• [^] # Re: Hummm cela cache aussi la brevetabilite des algo mathematiques

    Posté par . En réponse à la dépêche Brevets logiciels : analyse de la directive votée par le Conseil de l'UE. Évalué à 4.

    Desole de te le dire comme ca, mais tu melanges tout.

    Ah bon? Pourtant, tu sembles être d'accord avec moi sur beaucoup de points... J'ai l'impression que tu m'as pris pour un partisan des brevets, c'est une erreur. J'essaye juste de faire le naïf, et j'espère avoir une démarche constructive en évitant de tout rejeter en bloc sans réfléchir et sans relever les points intéressants.

    De plus, imagine qu'il n'existe qu'un seul algorithme qui puisse resoudre un probleme NP complet en temps fini. S'il est brevete, comment tu fais ensuite?

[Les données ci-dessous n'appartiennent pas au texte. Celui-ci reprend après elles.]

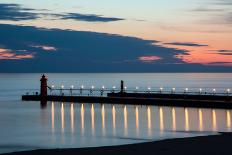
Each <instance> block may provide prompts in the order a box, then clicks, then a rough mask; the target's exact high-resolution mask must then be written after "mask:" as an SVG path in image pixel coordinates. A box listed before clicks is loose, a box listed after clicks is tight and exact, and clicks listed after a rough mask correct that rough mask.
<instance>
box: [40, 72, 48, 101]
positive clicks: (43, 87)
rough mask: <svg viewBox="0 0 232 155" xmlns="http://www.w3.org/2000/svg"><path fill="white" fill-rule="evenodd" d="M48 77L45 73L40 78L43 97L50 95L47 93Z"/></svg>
mask: <svg viewBox="0 0 232 155" xmlns="http://www.w3.org/2000/svg"><path fill="white" fill-rule="evenodd" d="M47 80H48V79H47V77H46V76H45V75H44V74H43V75H42V77H41V79H40V82H41V85H40V95H41V97H45V96H47V95H48V93H47Z"/></svg>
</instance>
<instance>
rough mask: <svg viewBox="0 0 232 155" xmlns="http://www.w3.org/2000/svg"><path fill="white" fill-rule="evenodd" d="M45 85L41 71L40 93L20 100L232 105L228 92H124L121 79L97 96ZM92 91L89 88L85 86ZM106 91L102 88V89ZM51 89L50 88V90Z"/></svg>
mask: <svg viewBox="0 0 232 155" xmlns="http://www.w3.org/2000/svg"><path fill="white" fill-rule="evenodd" d="M47 89H52V87H49V86H47V78H46V77H45V76H44V75H43V76H42V78H41V94H40V95H23V96H22V100H23V101H41V105H42V106H43V105H46V102H47V101H57V102H73V103H105V104H107V103H108V104H112V103H115V104H136V105H158V106H173V107H201V108H223V109H232V96H231V95H230V94H223V95H222V94H220V95H217V94H207V93H205V94H201V93H199V94H196V93H195V94H194V93H186V92H185V93H182V94H177V93H173V92H170V93H162V92H160V93H157V92H156V93H152V92H150V91H149V92H146V93H145V92H136V93H135V92H127V91H126V89H125V87H124V82H123V81H121V85H120V90H119V91H118V92H117V91H115V90H114V89H113V90H108V93H107V95H106V96H103V95H102V94H103V91H104V89H103V88H101V89H100V90H95V91H100V92H101V95H100V96H97V95H96V96H94V95H93V94H92V93H91V95H87V96H84V95H83V94H82V92H83V91H84V90H83V88H82V87H81V89H80V90H78V91H79V92H80V94H79V95H76V96H75V95H73V90H74V89H70V92H71V93H70V95H65V94H64V93H63V88H61V89H59V90H60V92H62V93H61V94H60V95H55V94H50V95H48V94H47ZM87 91H90V92H93V89H92V88H91V89H90V90H87ZM105 91H106V90H105ZM50 92H52V90H50Z"/></svg>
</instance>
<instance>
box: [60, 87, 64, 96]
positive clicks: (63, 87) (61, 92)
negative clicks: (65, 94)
mask: <svg viewBox="0 0 232 155" xmlns="http://www.w3.org/2000/svg"><path fill="white" fill-rule="evenodd" d="M63 89H64V85H61V87H60V95H63Z"/></svg>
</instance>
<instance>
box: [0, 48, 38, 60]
mask: <svg viewBox="0 0 232 155" xmlns="http://www.w3.org/2000/svg"><path fill="white" fill-rule="evenodd" d="M33 57H34V56H33V54H27V53H26V52H25V50H17V51H15V52H14V51H12V50H9V49H3V48H0V60H19V59H31V58H33Z"/></svg>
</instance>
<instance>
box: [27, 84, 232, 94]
mask: <svg viewBox="0 0 232 155" xmlns="http://www.w3.org/2000/svg"><path fill="white" fill-rule="evenodd" d="M119 92H121V89H117V88H116V87H112V88H106V87H104V86H103V87H101V88H95V87H93V86H92V87H83V86H81V87H80V88H74V87H73V86H71V87H70V88H64V86H61V87H60V88H56V87H54V86H51V87H50V86H48V95H56V96H107V93H119ZM123 92H124V93H151V94H182V95H183V94H186V95H215V96H232V92H231V89H229V88H227V89H225V88H183V87H176V88H168V87H166V88H164V87H160V88H157V87H147V88H145V87H134V88H132V87H125V88H124V89H123ZM29 94H30V93H27V95H29ZM36 94H37V95H39V93H38V92H33V95H36Z"/></svg>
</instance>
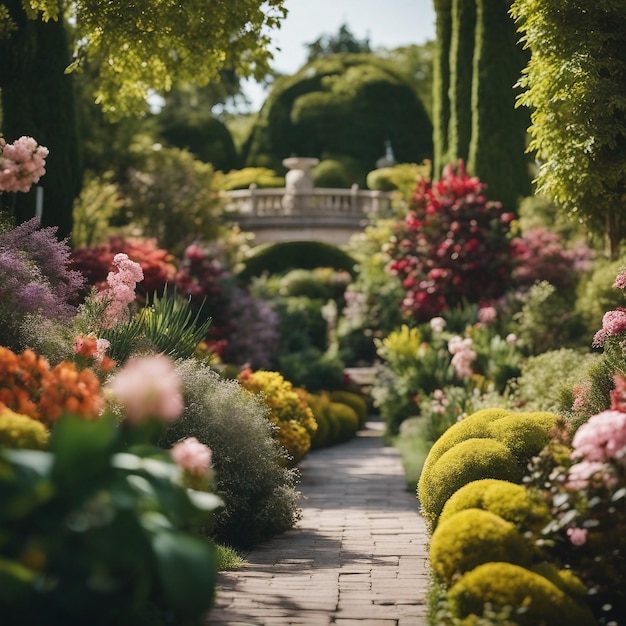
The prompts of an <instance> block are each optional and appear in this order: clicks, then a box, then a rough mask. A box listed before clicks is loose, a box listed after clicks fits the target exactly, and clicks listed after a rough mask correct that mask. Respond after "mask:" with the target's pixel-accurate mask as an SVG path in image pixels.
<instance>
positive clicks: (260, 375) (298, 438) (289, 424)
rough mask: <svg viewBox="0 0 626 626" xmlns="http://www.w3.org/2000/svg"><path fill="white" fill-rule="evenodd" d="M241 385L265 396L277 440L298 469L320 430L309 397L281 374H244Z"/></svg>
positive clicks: (264, 401)
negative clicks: (317, 431) (318, 432)
mask: <svg viewBox="0 0 626 626" xmlns="http://www.w3.org/2000/svg"><path fill="white" fill-rule="evenodd" d="M239 382H240V383H241V385H242V386H243V387H244V388H245V389H247V390H248V391H250V392H251V393H254V394H261V396H262V398H263V402H264V403H265V404H266V405H267V407H268V408H269V416H268V417H269V420H270V421H271V422H272V423H273V424H275V425H276V426H277V427H278V428H277V430H276V433H275V435H274V436H275V437H276V439H277V440H278V442H279V443H280V444H281V445H282V446H283V447H284V448H285V449H286V450H287V452H288V453H289V455H290V457H291V461H290V465H292V466H294V465H297V464H298V463H299V462H300V461H301V460H302V459H303V458H304V456H305V455H306V453H307V452H308V451H309V450H310V448H311V437H312V436H313V435H314V434H315V431H316V430H317V422H316V421H315V415H314V414H313V411H312V410H311V407H310V406H309V405H308V403H307V401H306V398H305V396H304V395H303V394H302V393H299V392H298V391H297V389H295V388H294V386H293V385H292V383H291V382H289V381H288V380H286V379H285V378H284V377H283V376H282V374H280V373H279V372H270V371H265V370H257V371H256V372H253V371H252V370H244V371H242V372H241V373H240V374H239Z"/></svg>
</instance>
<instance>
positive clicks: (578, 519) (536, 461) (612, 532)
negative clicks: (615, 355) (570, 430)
mask: <svg viewBox="0 0 626 626" xmlns="http://www.w3.org/2000/svg"><path fill="white" fill-rule="evenodd" d="M625 409H626V378H624V377H623V376H616V379H615V389H614V390H613V392H612V393H611V406H610V408H609V409H607V410H605V411H602V412H600V413H598V414H596V415H593V416H592V417H590V418H589V419H588V421H587V422H585V423H584V424H582V425H581V426H580V427H579V428H578V430H577V431H576V432H575V433H574V435H573V437H571V435H570V433H568V432H564V433H561V435H560V437H555V440H554V442H553V443H552V444H551V445H550V446H549V447H548V448H547V449H546V450H544V451H543V452H542V453H541V455H539V457H537V458H536V459H534V461H533V463H532V464H531V466H530V470H531V472H530V478H529V480H530V482H531V483H533V484H534V485H535V486H537V487H538V488H540V489H542V490H543V491H544V494H545V496H546V500H547V501H548V503H549V505H550V507H551V509H552V514H553V519H552V521H551V522H550V523H549V524H548V526H547V527H546V528H545V529H544V531H543V535H544V537H545V544H544V548H545V549H547V550H548V552H549V553H550V554H551V555H552V556H554V558H555V559H556V560H557V562H558V563H559V565H560V566H562V567H565V568H569V569H571V570H572V571H573V572H574V573H575V574H577V575H578V576H579V577H580V578H581V580H582V581H583V582H584V583H585V584H586V585H587V587H588V590H589V591H588V594H589V595H588V599H589V601H590V603H591V606H592V608H593V610H594V613H595V615H596V618H597V619H598V623H599V624H609V623H616V624H617V623H621V622H620V621H615V622H612V621H611V620H616V619H617V620H619V619H620V618H621V617H623V616H624V615H626V591H625V583H626V567H625V563H626V561H625V559H626V412H624V410H625Z"/></svg>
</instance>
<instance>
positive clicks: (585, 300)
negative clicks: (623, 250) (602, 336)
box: [575, 258, 626, 346]
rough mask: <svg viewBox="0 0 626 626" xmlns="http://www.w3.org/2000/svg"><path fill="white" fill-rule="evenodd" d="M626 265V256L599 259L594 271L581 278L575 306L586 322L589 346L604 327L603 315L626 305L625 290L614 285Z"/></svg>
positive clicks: (577, 310)
mask: <svg viewBox="0 0 626 626" xmlns="http://www.w3.org/2000/svg"><path fill="white" fill-rule="evenodd" d="M624 266H626V258H622V259H619V260H616V261H608V260H606V259H604V260H603V259H598V260H597V261H596V262H595V263H594V269H593V271H592V272H591V273H590V274H589V275H588V276H586V277H583V279H582V280H581V283H580V285H579V287H578V297H577V300H576V305H575V306H576V311H577V312H578V313H579V315H581V316H582V318H583V320H584V322H585V331H586V333H587V338H588V340H587V344H586V345H587V346H590V345H591V341H592V339H593V335H594V334H595V332H596V331H597V330H599V329H600V328H602V316H603V315H604V314H605V313H606V312H607V311H611V310H614V309H617V308H618V307H624V306H626V299H625V298H624V292H623V291H622V290H621V289H616V288H615V287H614V286H613V284H614V283H615V277H616V276H617V275H618V274H619V272H620V271H621V270H622V268H623V267H624Z"/></svg>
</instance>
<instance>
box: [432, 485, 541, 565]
mask: <svg viewBox="0 0 626 626" xmlns="http://www.w3.org/2000/svg"><path fill="white" fill-rule="evenodd" d="M466 509H483V510H485V511H490V512H491V513H494V514H495V515H498V516H500V517H501V518H502V519H505V520H507V521H508V522H512V523H513V524H515V527H516V528H517V529H518V530H519V531H520V532H521V533H526V532H527V531H532V532H534V533H539V531H540V530H541V529H542V528H543V527H544V526H545V525H546V524H547V523H548V522H549V521H550V518H551V513H550V509H549V508H548V506H547V505H546V503H545V501H544V500H542V499H541V498H540V497H539V496H538V495H537V494H536V493H534V492H532V491H531V490H529V489H528V488H527V487H524V486H522V485H517V484H515V483H512V482H509V481H506V480H500V479H497V478H485V479H483V480H476V481H473V482H470V483H467V484H466V485H463V487H461V488H460V489H459V490H458V491H457V492H455V493H454V494H452V496H450V498H449V500H448V501H447V502H446V504H445V505H444V507H443V510H442V511H441V515H440V516H439V526H441V525H443V524H444V522H446V521H447V520H448V519H449V518H453V516H454V515H455V513H458V512H459V511H464V510H466ZM439 526H438V528H439ZM490 560H492V561H497V560H499V559H490ZM503 560H506V559H503Z"/></svg>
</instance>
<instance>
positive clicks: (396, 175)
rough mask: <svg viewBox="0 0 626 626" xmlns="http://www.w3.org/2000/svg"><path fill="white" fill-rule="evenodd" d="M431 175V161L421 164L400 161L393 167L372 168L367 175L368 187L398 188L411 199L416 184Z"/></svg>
mask: <svg viewBox="0 0 626 626" xmlns="http://www.w3.org/2000/svg"><path fill="white" fill-rule="evenodd" d="M422 177H425V178H429V177H430V162H429V161H424V162H423V163H421V164H419V165H418V164H416V163H399V164H398V165H394V166H392V167H381V168H379V169H375V170H372V171H371V172H369V173H368V175H367V188H368V189H372V190H374V191H394V190H396V189H397V190H398V191H399V192H400V193H401V195H402V198H403V199H404V200H406V201H408V200H410V198H411V196H412V195H413V193H415V185H416V184H417V181H418V180H419V179H420V178H422Z"/></svg>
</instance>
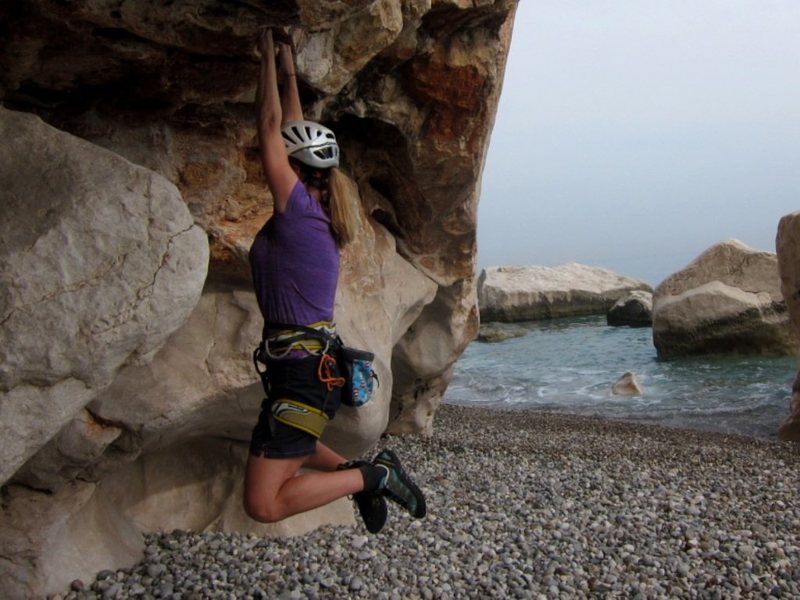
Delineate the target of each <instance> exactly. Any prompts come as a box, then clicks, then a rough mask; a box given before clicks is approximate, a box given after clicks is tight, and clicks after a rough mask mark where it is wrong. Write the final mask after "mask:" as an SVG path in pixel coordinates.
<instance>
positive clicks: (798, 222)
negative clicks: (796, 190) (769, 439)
mask: <svg viewBox="0 0 800 600" xmlns="http://www.w3.org/2000/svg"><path fill="white" fill-rule="evenodd" d="M775 247H776V249H777V251H778V273H779V275H780V282H781V292H782V294H783V298H784V299H785V300H786V307H787V311H788V313H789V319H790V326H791V328H792V329H793V331H794V332H795V334H797V335H800V212H795V213H792V214H789V215H786V216H785V217H783V218H782V219H781V220H780V223H779V224H778V236H777V238H776V241H775ZM778 437H779V438H780V439H782V440H787V441H793V442H800V370H799V371H798V372H797V375H796V377H795V380H794V384H793V385H792V401H791V406H790V414H789V416H788V417H787V418H786V420H785V421H784V422H783V423H782V424H781V427H780V429H779V431H778Z"/></svg>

Tu laisse tourner ta machine pendant des annees?

    Si on reprend les concepts de "novateur" et "non trivial" que devrait sous-tendre tout brevet, tu ne pourrais breveter qu'un algorithme que tu as toi-même mis au point. C'est ça la clé qui peut rendre les brevets logiciels potentiellement non-destructeurs. Tu feras donc tourner ta machine aussi longtemps qu'il était nécessaire avant la découverte de l'algorithme si tu ne veux pas payer de royalties.

    Le gros point noir : si un algorithme trivial est breveté, ça va conduire les programmeurs à coder des algorithmes volontairement mauvais.

    Oui si tu peux prouver que tu as deja invente la chose.
    Et paf!! => il te faut un brevet.


    Bah oui, on est tous d'accord avec ce problème là. Si la référence d'antériorité, c'est les brevets, alors on ne s'en sort plus : toute idée non encore brevetée va être considérée comme innovante. Je pense qu'ici, il y a un gouffre gigantesque entre l'esprit de la loi, et son application. L'esprit (je ne sais pas si c'est une bonne idée ou non), c'est que quand tu as une idée, alors la loi te protège en ce qui concerne son application industrielle. L'application, c'est que quand tu es gros, tu as du fric, tu sais comment faire, tu vas breveter tout un tas de trucs qui ont été inventés par les autres.

    AMHA, l'idée de "novateur" du texte, c'est (ou ça devrait être) que la personne (ou l'entreprise) qui demande le brevet doit être l'inventeur de l'idée. Dans un monde idéal ou ça se passerait comme ça, le monde peut continuer à tourner sans ton idée, comme si tu n'avais jamais existé, en fait. Ton idée va apporter un plus à l'humanité, et tu vas en récolter les fruits si elle est digne d'une application industrielle.

    Dans la réalité, ça risque d'être fort différent. Le détenteur du brevet va avoir piqué l'idée quelque part, c'est à dire que le brevet va porter sur quelque chose de déja acquis par l'humanité ; autrement dit, le brevet va apporter un frein à la connaissance humaine et au développement industriel.

    Je pense donc qu'il est toujours possible de rattrapper le coup, voire de tourner ces brevets à notre avantage. Mais il faudrait pour cela que l'office des brevets invalide systématiquement, sans compensation, et à tout moment, tout brevet pour lequel la preuve d'une antériorité peut être établie. Des banques officielles d'archives du web pourraient ainsi constituer des preuves fiables. Si un tel organisme peut produire des captures d'écran de GNOME de 1998 montrant clairement la disposition des fenêtres sur plusieurs bureaux, hop, le brevet de Micro$oft saute, et des poursuites sont éventuellement engagées pour tentative de dépot de brevet abusif.

    Alors évidemment, on peut dire "Ca ne sera jamais comme ça, freinons des quatre pieds pour ralentir le processus, comme ça le monde futur sera pourri moins vite", on peut aussi essayer de tirer les choses vers le haut. Parce que quoi qu'on en dise, les idées sont brevetables depuis ... l'invention du brevet. Je ne vois pas la différence fondammentale entre "Je brevette l'idée d'ouvrir une poubelle avec une pédale" et "je brevette l'idée d'ouvrir la corbeille avec un double-clic".